Eliminating Human Dependencies
One major pitfall that we noticed in the algorithm was the use of the helper function $h$. This function takes in a set of vertices $S$ and returns a structure that is relevant to the problem, and due to the fact that it is both human-designed and problem specific, reliance on it is a major limitation of this model.
In exploring strategies for eliminating this dependency, we came across the paper Attention, Learn to Solve Routing Problems!. The paper modifies aspects of a model architecture known as the transformer in order to create a graph embedding. Transformers have been used very successfully in natural language processing, which is another problem field that benefits significantly from removing assumptions about the data’s structure. The model is then trained using reinforcement learning. Despite the significant improvements in performance over the methods from our original paper, we still have some doubts about the efficacy of this method due to the fact that it was only trained and evaluated on the order of 100 nodes.
This brings us to the next potential limitation for the field of reinforcement learning based combinatorial optimization for graphs.
Scalability
The instances of the original model trained on 100 nodes generalized decently to 1200 nodes, but these numbers are still nothing in comparison to the scale of real-world networking problems. We searched through the existing literature to assess the scalability of the learning approach to graph optimization, and found Learning Heuristics over Large Graphs via Deep Reinforcement Learning. The paper uses a graph convolutional neural network (GCN) instead of structure2vec for the graph embedding process, which was then trained using the Deep-Q Learning method that Dai et al. also used. The models were evaluated on the order of millions of nodes, and were able to outperform not only the standard heuristic approaches but also the dominant supervised learning based graph optimization algorithm. However, like our original model, this model also utilized a human-coded helper function for training their model.
Extensibility
Datasets
The original paper used three real-world datasets for examining each of the three graph theory problems.

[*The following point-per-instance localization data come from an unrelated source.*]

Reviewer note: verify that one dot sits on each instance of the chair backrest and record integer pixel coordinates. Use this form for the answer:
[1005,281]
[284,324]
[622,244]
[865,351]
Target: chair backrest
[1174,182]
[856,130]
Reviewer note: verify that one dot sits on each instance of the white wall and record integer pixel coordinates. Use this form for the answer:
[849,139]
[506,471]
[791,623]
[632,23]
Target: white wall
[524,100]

- Minimum Vertex Cover (MVC): The authors used the MemeTracker digraph, which describes how phrases move from one website to another.

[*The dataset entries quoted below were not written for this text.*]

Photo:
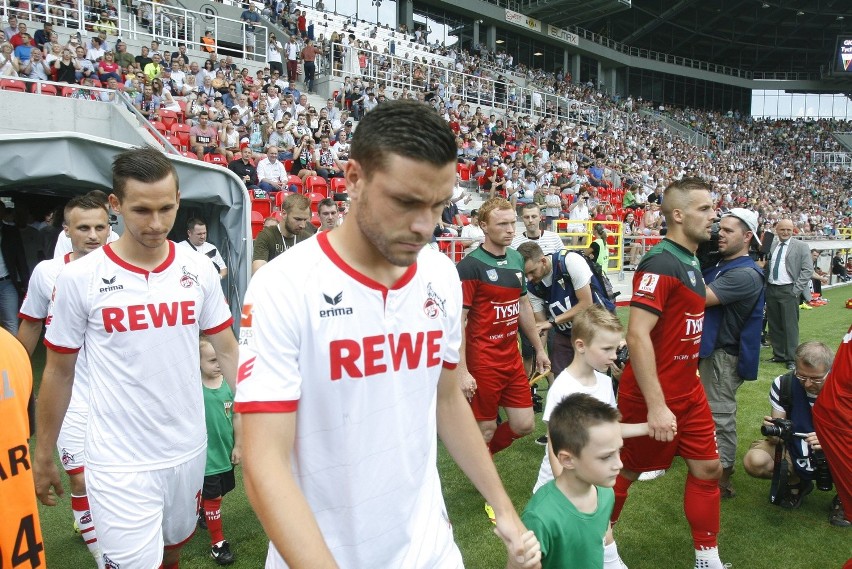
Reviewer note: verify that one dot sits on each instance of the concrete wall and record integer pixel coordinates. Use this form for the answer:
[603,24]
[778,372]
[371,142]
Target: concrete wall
[25,112]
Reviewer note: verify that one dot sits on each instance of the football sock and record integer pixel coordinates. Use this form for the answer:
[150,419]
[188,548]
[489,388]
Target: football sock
[708,558]
[701,506]
[213,513]
[83,516]
[502,438]
[611,558]
[622,484]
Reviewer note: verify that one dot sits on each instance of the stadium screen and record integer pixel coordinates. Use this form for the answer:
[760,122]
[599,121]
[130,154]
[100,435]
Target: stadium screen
[844,55]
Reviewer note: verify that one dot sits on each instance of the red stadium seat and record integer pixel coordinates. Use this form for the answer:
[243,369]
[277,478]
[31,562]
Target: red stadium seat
[216,159]
[279,198]
[256,224]
[47,89]
[315,198]
[160,127]
[316,184]
[13,85]
[294,180]
[168,118]
[262,206]
[182,132]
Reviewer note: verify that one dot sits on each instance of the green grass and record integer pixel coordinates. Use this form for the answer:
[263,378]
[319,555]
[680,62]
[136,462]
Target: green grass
[652,531]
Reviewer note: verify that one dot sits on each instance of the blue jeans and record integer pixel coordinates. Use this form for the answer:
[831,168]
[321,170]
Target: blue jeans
[9,306]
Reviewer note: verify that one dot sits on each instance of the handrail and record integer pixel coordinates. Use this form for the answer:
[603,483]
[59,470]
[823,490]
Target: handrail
[399,73]
[99,95]
[149,19]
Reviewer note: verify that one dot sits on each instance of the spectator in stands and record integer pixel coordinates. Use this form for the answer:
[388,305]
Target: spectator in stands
[326,160]
[244,167]
[204,138]
[309,55]
[108,67]
[83,68]
[271,174]
[293,228]
[292,51]
[329,214]
[143,59]
[17,38]
[155,68]
[37,68]
[274,49]
[42,36]
[303,158]
[24,48]
[148,103]
[9,64]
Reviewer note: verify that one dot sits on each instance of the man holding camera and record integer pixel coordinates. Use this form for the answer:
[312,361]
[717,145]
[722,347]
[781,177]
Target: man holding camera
[801,460]
[730,342]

- Maximum Cut (MAXCUT): The authors chose 10 instances of Ising spin glass models.
- Traveling Salesman Problem (TSP): The algorithm was tested on the standard TSPLIB library for instances ranging from 51 to 318 cities.
One potentially interesting avenue of study is examining differently structured datasets to see how we might modify the original algorithm to be more robust to different structures, without the hand-coded helper function.
Graph Optimization Problems
In both the original paper and the other papers we examined in our research, the learning algorithms were primarily used on three specific graph problems and their variations: minimum vertex cover (MVC), maximum cut (MAXCUT), and the traveling salesman problem (TSP).
While these are three of the most broadly applicable graph theory problems, we believe that there is value in determining if and how the theory can be extended to other problems in the field i.e. maximum matching.
Green edges are the set of edges that allow the most vertices from the left side of the graph to be connected to the right.
Final Thoughts
Based on our research, we believe that reinforcement learning algorithms show a lot of promise for providing significant computational benefits when applied to combinatorial optimization of graphs. Given the number of avenues for real-world applications of graphs, this computational benefit has the potential to convert to genuine financial and infrastructural improvement. Study in this domain is clearly still in the growth phase, but this means there is a lot of opportunity to expand and contribute to its development.